Data Visualization

One of the most exciting parts of the Digital Latin Library project is the development of new information visualization techniques that will introduce the field of Latin scholarship—indeed textual scholarship in general—to novel ways of approaching texts as not just things to be read, but data to be analyzed, processed, and visualized. Likewise, this project's collaboration between Latinists and computer scientists will also advance the field of visual analytics, since visual analysis of text is relatively unexplored territory.

In his work on information visualization, co-PI Chris Weaver, associate professor in the University of Oklahoma's School of Computer Science, has developed Improvise, a "fully-implemented Java software architecture and user interface that enables users to build and browse highly-coordinated visualizations interactively." He's working with four graduate research assistants to use Improvise to create and develop a number of special visualizations for use with editions in the DLL's Library of Digital Latin Texts.

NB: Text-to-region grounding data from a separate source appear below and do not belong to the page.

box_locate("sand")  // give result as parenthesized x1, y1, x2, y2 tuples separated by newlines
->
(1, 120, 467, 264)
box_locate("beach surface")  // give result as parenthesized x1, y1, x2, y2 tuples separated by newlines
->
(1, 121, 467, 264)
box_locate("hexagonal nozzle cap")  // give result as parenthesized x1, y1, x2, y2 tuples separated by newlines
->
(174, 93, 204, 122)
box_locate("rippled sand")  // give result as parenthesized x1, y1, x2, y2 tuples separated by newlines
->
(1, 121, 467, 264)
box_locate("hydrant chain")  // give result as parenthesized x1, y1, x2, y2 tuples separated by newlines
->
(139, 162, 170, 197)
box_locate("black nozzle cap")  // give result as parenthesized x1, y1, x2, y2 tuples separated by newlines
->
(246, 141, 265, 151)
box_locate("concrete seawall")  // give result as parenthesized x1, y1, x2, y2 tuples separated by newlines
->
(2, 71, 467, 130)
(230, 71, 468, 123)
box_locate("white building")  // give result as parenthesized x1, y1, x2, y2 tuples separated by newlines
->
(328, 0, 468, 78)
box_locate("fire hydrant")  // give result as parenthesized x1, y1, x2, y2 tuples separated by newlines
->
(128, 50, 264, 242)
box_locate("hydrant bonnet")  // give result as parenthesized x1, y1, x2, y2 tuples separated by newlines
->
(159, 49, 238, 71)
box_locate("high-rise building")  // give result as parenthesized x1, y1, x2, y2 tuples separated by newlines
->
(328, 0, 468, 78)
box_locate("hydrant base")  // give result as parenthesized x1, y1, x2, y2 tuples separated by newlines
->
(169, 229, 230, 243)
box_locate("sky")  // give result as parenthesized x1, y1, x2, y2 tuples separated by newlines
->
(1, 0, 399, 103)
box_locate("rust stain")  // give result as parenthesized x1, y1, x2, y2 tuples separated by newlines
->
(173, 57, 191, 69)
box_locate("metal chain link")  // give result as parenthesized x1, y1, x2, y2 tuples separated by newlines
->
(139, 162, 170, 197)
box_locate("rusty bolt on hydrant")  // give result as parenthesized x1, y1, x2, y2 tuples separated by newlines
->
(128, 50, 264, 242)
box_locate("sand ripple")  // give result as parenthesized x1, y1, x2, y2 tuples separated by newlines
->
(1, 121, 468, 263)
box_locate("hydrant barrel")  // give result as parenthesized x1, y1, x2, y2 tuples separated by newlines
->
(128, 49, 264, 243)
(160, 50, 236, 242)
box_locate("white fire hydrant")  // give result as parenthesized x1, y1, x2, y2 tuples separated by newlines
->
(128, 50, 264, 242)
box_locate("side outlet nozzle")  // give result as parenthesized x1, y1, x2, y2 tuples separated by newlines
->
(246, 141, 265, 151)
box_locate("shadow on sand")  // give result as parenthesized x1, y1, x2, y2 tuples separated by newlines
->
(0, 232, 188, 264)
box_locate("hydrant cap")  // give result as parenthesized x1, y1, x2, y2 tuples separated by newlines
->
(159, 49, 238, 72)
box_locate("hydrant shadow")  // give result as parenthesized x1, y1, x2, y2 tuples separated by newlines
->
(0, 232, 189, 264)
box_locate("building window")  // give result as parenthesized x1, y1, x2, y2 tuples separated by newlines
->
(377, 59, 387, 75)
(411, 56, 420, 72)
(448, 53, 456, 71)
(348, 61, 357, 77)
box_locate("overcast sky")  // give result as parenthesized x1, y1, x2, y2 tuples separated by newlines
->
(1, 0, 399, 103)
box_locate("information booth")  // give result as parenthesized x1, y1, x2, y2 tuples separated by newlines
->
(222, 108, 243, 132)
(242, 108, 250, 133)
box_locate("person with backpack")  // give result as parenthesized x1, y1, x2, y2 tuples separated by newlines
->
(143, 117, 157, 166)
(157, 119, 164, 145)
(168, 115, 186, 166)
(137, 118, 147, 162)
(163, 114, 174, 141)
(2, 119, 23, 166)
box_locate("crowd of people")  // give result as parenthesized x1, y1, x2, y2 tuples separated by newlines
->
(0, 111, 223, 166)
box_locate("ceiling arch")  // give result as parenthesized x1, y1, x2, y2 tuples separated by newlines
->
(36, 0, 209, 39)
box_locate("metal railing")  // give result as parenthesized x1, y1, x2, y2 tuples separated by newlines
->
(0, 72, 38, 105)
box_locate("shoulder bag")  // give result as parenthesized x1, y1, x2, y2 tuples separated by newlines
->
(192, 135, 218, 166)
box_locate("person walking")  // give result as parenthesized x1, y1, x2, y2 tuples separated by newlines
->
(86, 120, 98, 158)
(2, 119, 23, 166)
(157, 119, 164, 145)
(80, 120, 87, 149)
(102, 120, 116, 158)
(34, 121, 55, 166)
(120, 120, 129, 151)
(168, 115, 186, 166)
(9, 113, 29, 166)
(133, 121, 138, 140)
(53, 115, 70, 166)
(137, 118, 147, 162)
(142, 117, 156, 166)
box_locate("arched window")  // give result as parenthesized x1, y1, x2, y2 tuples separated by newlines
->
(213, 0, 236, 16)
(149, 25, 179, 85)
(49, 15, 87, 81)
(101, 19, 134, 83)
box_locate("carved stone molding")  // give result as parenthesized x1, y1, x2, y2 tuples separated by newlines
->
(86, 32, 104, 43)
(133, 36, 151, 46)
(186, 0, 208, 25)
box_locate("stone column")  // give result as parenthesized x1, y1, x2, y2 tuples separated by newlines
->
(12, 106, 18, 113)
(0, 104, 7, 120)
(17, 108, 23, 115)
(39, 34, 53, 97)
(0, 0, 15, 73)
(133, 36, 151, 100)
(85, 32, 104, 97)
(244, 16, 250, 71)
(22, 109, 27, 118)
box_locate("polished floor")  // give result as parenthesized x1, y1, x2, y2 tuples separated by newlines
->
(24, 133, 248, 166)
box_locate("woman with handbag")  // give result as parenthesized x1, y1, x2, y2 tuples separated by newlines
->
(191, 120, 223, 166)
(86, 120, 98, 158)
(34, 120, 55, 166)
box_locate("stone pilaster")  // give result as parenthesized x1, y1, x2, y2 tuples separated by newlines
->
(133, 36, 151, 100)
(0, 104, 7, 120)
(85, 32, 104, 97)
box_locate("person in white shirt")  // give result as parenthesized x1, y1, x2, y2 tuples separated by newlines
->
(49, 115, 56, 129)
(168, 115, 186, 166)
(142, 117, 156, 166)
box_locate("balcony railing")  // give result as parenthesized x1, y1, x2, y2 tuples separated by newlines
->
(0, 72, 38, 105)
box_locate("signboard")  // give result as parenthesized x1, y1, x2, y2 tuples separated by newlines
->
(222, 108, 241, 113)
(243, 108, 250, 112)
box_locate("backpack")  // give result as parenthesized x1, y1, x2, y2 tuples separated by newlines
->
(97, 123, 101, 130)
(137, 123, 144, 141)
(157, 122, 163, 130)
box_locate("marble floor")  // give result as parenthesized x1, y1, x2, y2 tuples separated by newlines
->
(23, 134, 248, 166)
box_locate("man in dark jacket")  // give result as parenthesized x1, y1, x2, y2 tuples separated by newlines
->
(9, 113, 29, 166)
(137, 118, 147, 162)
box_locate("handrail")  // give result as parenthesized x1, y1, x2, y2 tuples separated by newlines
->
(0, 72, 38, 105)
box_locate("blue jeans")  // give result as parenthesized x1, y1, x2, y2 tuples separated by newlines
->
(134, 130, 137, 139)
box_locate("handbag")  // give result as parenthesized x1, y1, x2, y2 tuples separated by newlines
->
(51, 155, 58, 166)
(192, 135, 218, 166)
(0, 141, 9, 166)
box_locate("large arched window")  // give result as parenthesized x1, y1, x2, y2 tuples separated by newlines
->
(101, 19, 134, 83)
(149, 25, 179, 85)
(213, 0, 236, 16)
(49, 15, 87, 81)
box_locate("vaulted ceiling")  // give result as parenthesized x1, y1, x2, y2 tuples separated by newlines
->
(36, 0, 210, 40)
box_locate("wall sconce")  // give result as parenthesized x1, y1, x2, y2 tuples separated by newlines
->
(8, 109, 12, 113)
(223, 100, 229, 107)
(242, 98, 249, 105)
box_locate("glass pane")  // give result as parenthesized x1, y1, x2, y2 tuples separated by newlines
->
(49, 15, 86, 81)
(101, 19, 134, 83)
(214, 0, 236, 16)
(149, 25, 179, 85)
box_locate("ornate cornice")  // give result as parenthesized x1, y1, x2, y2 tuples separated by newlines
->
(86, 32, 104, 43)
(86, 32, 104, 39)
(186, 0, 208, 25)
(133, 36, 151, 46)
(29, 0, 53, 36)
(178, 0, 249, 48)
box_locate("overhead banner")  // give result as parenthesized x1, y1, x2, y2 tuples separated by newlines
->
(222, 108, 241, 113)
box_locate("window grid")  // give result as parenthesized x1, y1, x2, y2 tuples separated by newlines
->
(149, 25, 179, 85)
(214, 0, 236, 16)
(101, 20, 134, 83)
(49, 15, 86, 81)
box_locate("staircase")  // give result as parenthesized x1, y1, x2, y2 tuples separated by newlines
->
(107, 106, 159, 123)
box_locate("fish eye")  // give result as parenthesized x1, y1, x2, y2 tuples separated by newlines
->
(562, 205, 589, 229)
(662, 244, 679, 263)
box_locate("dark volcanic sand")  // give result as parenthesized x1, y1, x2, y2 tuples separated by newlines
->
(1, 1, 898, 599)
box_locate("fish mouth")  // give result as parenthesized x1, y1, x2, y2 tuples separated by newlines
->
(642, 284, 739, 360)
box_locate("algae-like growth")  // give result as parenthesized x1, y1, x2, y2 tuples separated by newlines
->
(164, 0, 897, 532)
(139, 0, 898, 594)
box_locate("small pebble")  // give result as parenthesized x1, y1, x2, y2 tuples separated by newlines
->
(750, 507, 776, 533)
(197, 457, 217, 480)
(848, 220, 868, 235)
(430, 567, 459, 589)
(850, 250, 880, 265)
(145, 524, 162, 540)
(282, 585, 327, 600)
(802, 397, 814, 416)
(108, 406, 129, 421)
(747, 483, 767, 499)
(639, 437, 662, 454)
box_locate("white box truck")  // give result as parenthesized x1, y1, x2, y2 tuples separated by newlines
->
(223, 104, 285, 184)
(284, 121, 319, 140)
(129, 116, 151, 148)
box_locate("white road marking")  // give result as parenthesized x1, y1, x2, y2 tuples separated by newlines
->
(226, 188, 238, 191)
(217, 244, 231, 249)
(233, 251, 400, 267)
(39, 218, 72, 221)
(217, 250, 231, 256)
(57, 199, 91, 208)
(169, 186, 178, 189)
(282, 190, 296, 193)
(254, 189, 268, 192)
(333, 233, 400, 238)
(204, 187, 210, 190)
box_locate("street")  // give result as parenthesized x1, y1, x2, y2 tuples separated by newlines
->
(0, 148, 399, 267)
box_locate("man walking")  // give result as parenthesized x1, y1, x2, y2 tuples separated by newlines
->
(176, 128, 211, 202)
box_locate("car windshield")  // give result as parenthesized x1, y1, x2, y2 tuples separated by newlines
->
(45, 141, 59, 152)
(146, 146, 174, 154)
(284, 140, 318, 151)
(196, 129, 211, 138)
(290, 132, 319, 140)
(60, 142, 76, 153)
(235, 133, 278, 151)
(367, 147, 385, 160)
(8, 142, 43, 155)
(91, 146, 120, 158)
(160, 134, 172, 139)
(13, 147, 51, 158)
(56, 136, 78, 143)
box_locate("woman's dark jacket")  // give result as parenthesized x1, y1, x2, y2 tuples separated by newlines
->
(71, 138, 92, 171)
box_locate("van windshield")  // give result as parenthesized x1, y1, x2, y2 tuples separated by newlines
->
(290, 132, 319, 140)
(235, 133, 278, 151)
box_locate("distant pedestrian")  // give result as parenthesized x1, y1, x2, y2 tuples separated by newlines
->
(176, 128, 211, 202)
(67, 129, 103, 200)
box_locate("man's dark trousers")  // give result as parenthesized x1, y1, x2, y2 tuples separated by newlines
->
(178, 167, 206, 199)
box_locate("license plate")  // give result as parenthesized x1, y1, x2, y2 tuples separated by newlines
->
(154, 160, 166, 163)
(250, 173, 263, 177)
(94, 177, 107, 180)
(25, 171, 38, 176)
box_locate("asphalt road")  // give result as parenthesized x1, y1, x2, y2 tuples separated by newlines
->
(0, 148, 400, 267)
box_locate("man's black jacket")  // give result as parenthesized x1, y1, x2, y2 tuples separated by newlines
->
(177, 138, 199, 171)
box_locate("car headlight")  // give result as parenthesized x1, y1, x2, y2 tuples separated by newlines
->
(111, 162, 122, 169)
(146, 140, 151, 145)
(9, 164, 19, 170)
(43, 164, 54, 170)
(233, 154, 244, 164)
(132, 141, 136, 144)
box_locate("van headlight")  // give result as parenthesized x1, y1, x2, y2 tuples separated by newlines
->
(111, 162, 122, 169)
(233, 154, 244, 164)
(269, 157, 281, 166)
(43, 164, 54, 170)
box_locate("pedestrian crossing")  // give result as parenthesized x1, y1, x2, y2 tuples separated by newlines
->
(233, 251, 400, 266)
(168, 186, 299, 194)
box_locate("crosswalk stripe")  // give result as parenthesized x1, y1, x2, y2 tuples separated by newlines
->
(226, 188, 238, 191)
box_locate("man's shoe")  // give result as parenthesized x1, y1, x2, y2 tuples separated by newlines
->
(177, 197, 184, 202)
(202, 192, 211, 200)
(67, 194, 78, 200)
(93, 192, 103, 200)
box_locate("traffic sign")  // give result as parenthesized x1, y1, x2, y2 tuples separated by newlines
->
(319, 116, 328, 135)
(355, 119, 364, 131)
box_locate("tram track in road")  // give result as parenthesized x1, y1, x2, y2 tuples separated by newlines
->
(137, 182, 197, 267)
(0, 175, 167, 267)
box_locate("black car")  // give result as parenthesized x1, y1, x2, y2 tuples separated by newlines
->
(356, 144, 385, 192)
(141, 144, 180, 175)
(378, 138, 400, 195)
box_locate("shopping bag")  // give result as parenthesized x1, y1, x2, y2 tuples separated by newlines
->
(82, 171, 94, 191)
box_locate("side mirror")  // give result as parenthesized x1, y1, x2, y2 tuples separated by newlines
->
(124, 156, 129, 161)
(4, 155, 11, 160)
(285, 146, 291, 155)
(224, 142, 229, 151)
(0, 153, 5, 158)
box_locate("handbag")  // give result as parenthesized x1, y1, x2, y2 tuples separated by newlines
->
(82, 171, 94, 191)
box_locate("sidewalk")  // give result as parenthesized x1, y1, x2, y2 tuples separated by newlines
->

  • Shejuti Silvia is adapting a “storyline” visualization technique for sequential information in the primary text and apparatus. One application would be to display variations in the grouping of witnesses in entries from the start to the end of an edition, i.e. which witnesses appear together from entry to entry and page to page.
  • Bharathi Asokarajan is using a “pixel-based” visualization technique to provide a compact graphical summary of all pages of an edition. The resulting visual overview will allow the user to quickly scan the entire edition for locations, densities, and patterns of words in the primary text that match user-specified criteria, for instance all words noted by witnesses in a particular century.
  • Sudarshan Vangala is investigating a more systems-oriented thesis project, to develop an interaction server for remote multi-user interaction with running visualizations, similar to shared editing of documents in Google Docs. This capability would allow LDLT users to work in closer collaboration by allowing them to browse and query digital editions together (remotely or not, synchronously or not).
  • Vamshi Sunchu is developing a thesis related to his role in implementing the data storage and querying layers of the LDLT. One possible thesis topic is automatic generation of human-readable layout (positions, lines, pages) of fractionated text. A practical solution would help us design a central view of the digital edition that, in response to interactive filtering, performs true positional elision of words and higher-level document structure, while preserving the general look (i.e., conventional text layout) of a paper edition.

Since these visualizations and others require more information processing than is practicable online, users of the DLL will have access to a downloadable standalone desktop application that they can use with data files from the LDLT.